Out of range, but deep in touch with Israel’s woe

After the upbeat tone of my last two columns, I sat down to write this one with a sense of dread. In my prior columns, I enjoyed sharing colorful vignettes about everyday life in Israel from the perspective of a new immigrant from Monmouth County.

In my personal life, I am steadfast in my efforts to share the magic of Israel with my friends and family in the States, especially those who are not familiar with Israel. Especially those who only know Israel via the distorted lens of biased news networks.

Since we moved here in July, I have relentlessly posted photos on Facebook of the beautiful places we have visited. Beaches, waterfalls, and natural springs. Holy sites, Roman aqueducts, and camel rides in the desert. Fields of citrus, fennel, and flowers. The pomegranate trees that shade our daughter’s bus stop.

Alas, life can change without even a moment’s notice in Israel. As Hamas began firing missiles at Israel, my ‘figs and flowers’ Facebook campaign went up in smoke. I watched the news with horror as southern Israel was barraged.

We are fine, I assured everyone who called and e-mailed. We live in one of the smallest (and least targeted) towns in central Israel, populated by more artichoke plants than people, I said. A town so small that not many Israelis, let alone Hamas, have heard of it.

But, as the war persisted and rockets began falling as close as 12 miles away (near Rishon Letzion), a lump grew in my throat each time I reassured callers we were OK.

Our roof and windows rattled day and night with each distant boom. I prayed for peace. I prayed that the booms were missiles being obliterated by Israel’s Iron Dome anti-missile defense system. Some were. Some weren’t.

(According to the Israel Ministry of Foreign Affairs, 1,500 rockets were fired at Israel since Operation Pillar of Defense started on Nov. 14, about half of which hit Israeli territory. The Iron Dome intercepted more than 85 percent of those during the operation — some 400 rockets —preventing them from striking populated areas.)

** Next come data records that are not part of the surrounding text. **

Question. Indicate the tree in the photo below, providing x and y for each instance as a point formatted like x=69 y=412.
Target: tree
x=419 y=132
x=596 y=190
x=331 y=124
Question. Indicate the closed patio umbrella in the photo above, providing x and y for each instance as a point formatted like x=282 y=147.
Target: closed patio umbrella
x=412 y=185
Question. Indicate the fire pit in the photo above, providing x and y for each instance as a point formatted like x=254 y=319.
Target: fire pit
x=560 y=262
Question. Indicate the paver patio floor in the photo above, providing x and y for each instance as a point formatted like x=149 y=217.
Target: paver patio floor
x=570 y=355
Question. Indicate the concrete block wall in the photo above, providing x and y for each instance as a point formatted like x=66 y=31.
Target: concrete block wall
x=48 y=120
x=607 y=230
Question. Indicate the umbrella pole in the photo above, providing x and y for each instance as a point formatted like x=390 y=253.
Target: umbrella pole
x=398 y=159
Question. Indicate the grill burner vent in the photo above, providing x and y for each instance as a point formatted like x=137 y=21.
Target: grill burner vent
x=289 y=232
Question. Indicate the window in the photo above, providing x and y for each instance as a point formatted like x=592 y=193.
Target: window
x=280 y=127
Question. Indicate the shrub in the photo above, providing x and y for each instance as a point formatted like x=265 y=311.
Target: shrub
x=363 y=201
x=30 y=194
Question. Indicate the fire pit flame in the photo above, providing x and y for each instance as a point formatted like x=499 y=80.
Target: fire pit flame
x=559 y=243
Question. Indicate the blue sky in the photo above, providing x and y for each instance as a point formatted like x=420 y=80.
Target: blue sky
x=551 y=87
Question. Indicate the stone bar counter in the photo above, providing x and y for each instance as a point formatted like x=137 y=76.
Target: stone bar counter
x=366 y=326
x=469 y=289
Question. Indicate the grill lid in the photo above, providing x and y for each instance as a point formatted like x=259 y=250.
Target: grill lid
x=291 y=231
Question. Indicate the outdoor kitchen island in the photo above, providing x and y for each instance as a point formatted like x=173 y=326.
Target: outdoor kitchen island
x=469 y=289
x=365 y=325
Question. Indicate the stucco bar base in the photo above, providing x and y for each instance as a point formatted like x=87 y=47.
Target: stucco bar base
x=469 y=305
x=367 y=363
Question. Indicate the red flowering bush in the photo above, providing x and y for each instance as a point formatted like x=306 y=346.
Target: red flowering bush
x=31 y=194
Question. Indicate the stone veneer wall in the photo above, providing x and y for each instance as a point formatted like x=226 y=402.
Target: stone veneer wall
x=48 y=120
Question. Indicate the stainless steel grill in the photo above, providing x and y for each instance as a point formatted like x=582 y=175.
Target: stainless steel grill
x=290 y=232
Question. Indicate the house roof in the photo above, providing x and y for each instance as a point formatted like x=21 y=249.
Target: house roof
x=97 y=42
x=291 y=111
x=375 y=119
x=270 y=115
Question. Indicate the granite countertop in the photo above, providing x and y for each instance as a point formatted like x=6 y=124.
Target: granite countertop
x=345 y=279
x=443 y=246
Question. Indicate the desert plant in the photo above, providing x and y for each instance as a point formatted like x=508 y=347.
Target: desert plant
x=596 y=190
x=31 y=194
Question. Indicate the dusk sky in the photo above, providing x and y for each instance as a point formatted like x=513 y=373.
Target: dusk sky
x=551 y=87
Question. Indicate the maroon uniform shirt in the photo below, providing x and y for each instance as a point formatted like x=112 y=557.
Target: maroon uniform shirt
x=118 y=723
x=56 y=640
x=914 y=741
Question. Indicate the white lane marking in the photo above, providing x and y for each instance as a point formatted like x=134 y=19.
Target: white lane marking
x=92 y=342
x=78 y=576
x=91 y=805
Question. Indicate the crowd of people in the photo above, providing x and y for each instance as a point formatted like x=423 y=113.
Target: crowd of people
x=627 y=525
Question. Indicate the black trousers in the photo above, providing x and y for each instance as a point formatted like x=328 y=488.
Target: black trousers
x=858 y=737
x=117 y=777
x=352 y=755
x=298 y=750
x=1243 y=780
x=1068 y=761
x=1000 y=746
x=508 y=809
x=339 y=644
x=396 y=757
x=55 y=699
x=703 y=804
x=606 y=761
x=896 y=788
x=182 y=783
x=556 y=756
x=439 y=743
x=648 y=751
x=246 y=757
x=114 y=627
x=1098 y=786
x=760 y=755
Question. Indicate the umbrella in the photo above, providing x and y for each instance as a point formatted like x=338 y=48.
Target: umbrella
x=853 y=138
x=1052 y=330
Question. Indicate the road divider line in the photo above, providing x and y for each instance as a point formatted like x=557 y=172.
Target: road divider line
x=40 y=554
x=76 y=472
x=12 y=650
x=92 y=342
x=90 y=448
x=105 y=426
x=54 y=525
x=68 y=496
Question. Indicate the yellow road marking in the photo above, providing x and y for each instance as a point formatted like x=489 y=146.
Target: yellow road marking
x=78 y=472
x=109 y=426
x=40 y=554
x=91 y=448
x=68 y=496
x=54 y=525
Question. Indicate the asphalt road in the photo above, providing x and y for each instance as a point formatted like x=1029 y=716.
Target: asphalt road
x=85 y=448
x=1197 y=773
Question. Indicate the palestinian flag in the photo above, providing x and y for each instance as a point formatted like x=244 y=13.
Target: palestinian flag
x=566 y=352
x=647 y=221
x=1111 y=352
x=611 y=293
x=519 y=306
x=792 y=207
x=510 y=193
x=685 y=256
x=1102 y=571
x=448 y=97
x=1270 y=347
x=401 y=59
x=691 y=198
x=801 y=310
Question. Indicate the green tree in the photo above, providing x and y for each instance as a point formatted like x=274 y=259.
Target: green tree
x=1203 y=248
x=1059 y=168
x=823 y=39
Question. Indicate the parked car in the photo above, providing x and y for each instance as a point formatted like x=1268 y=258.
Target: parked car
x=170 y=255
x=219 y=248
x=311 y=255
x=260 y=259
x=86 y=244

I tracked each missile attack on my iPhone, Map Questing each hit’s proximity to our backyard. I can only imagine how the blasts felt to those in southern Israel whose backyards were actually hit (see related article, page 5).

Our 11-year-old daughter weathered her first war experience with remarkable fortitude. Her after-school youth group was canceled one day when the nearby city of Modi’in was locked down as police searched for a terrorist suspected in the bombing of a Tel Aviv bus. It saddens me that not even five months have passed since we made aliya, and her Hebrew vocabulary already includes words for “terrorist,” “missile,” and “bomb shelter.”

Thanksgiving fell a day after the war ended in a ceasefire. We didn’t need a turkey and candied yams to feel immensely thankful. The silence in the sky and on the ground expressed it beautifully for us.

But for how long will that expression last?